All of the above will work, but it would be nice to not have to hack something together that we’re going to regret when it comes time to maintain our bad decisions. Instead, we can introduce a “graph” of what we would like to receive down into our endpoint:

/mail/getMail/1/?with={id,subject,timestamp,sender.name}

In our new request we pass in the name and a little bit of the structure of the fields that we’d like to receive back. In this case we want id, subject, timestamp, and the nested value sender.name.

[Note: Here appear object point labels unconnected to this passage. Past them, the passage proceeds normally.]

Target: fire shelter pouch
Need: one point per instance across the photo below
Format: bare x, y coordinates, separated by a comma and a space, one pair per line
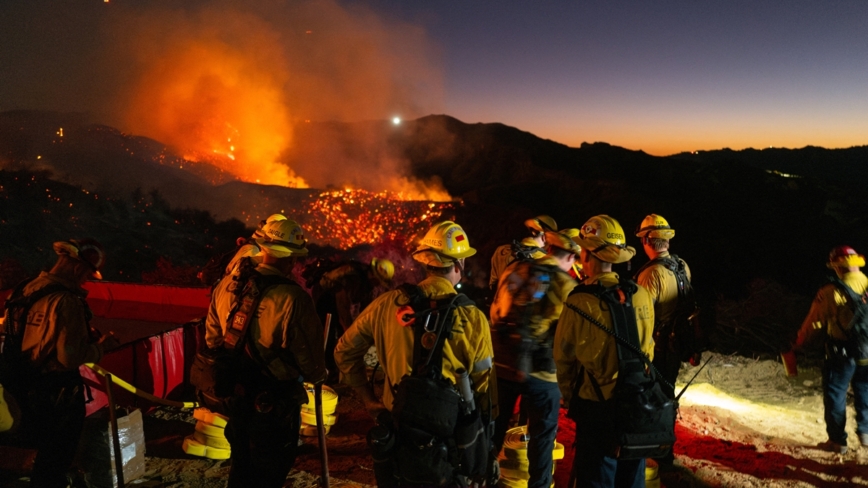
422, 458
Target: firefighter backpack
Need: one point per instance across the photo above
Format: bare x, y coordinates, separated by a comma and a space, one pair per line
215, 372
16, 375
856, 344
439, 434
641, 414
519, 299
682, 334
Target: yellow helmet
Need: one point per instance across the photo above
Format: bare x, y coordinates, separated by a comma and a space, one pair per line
533, 249
655, 226
283, 238
271, 218
845, 257
383, 269
604, 237
562, 241
443, 244
541, 223
88, 251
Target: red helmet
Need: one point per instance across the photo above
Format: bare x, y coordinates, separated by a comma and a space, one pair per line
845, 256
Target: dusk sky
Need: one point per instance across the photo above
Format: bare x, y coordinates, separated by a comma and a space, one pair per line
660, 76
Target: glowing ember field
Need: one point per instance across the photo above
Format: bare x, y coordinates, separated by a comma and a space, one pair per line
347, 218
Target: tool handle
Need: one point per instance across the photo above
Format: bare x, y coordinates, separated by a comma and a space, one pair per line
320, 429
116, 438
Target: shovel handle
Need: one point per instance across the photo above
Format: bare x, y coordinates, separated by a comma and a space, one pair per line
320, 430
116, 438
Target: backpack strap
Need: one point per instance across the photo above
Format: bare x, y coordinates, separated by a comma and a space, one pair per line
432, 318
248, 298
18, 307
629, 343
854, 298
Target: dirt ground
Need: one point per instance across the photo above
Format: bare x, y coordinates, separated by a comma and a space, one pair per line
742, 423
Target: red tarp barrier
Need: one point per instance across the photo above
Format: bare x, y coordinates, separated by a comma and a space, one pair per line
148, 320
152, 303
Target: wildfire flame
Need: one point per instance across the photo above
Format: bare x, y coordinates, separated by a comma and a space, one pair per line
219, 104
347, 218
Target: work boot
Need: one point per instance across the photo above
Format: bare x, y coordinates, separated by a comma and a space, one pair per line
832, 446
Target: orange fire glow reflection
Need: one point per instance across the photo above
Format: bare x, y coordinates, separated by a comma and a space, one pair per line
217, 105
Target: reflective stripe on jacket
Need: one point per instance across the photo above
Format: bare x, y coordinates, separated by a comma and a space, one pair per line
831, 310
57, 336
499, 261
661, 284
469, 348
579, 343
550, 307
286, 329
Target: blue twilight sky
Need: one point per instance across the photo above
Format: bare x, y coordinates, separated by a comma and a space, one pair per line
662, 76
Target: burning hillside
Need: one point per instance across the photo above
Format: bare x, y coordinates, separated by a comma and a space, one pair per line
347, 218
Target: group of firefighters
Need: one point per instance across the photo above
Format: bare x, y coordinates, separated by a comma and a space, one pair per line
536, 344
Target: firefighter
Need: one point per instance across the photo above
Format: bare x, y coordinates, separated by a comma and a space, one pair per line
587, 358
287, 345
832, 312
443, 251
249, 247
344, 292
661, 282
57, 340
219, 266
526, 368
505, 254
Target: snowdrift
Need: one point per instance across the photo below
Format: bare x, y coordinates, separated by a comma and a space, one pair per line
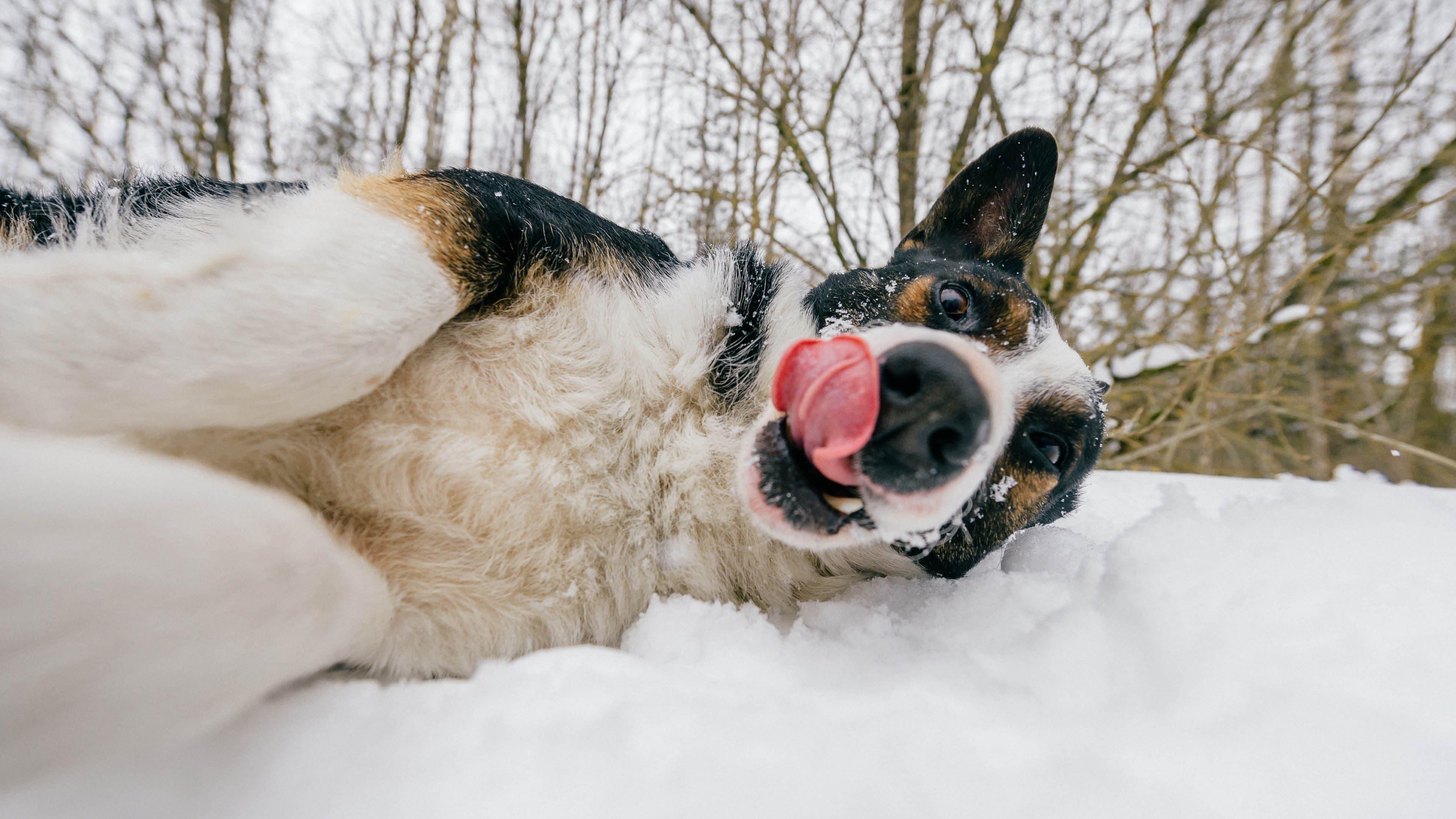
1180, 648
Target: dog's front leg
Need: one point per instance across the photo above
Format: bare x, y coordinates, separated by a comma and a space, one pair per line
225, 315
145, 601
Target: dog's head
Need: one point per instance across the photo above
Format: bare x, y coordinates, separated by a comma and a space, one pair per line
940, 410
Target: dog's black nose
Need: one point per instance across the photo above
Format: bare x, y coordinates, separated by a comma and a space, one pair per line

This allows for very specific requests that are both readable and efficient. This improvement does come with the upfront cost of developing this feature on the backend. Some framework or tooling will need to be developed to parse a requested field as an attribute of the server’s underlying model and return it in a response. Having to maintain that code will be a lot of work and bugs have a chance of impacting every endpoint across the entire system. Definitely a high risk solution.

GraphQL Requests

Fortunately for everyone requesting specific nested data fields, filtering down datasets and providing a readable interface for clients are problems that have been solved by a common query language: GraphQL. GraphQL is a popular language that allows clients to make requests that represent the JSON object that we’d like to receive back from the server. For example a request looks like this:

/mail/getMail/1/?query=
{
  mail: {
    id
    timestamp
    subject
    sender: {
      id
      name
    }
  }
}

There are many features that describe why GraphQL is a great fit:

  • Handles these types of queries so we won’t need to spend time building our own response parser to handle any nested-graph requests
  • Exposes an interactive request model that allows frontend users to ‘explore’ what data fields can be requested from the backend
  • Optimizes API requests to return exactly which data fields we want to receive in a response
  • Covers every model in our system with a single endpoint reducing maintenance overhead
  • Provides server library hookups to easily add GraphQL to many popular servers
  • New data fields can be easily added to scale out new features
  • Frontend can easily grow and add features on top of the API with little to no upfront backend development once GraphQL has been integrated

GraphQL makes a compelling case for any application development team looking to quickly scale out a frontend solution. Communicating using the data that’s actually being requested also helps everyone understand the data that’s being modeled more clearly without having to interpret data field IDs or arbitrary flags. Adopting this strategy will give any team looking for efficient development of features an easy win.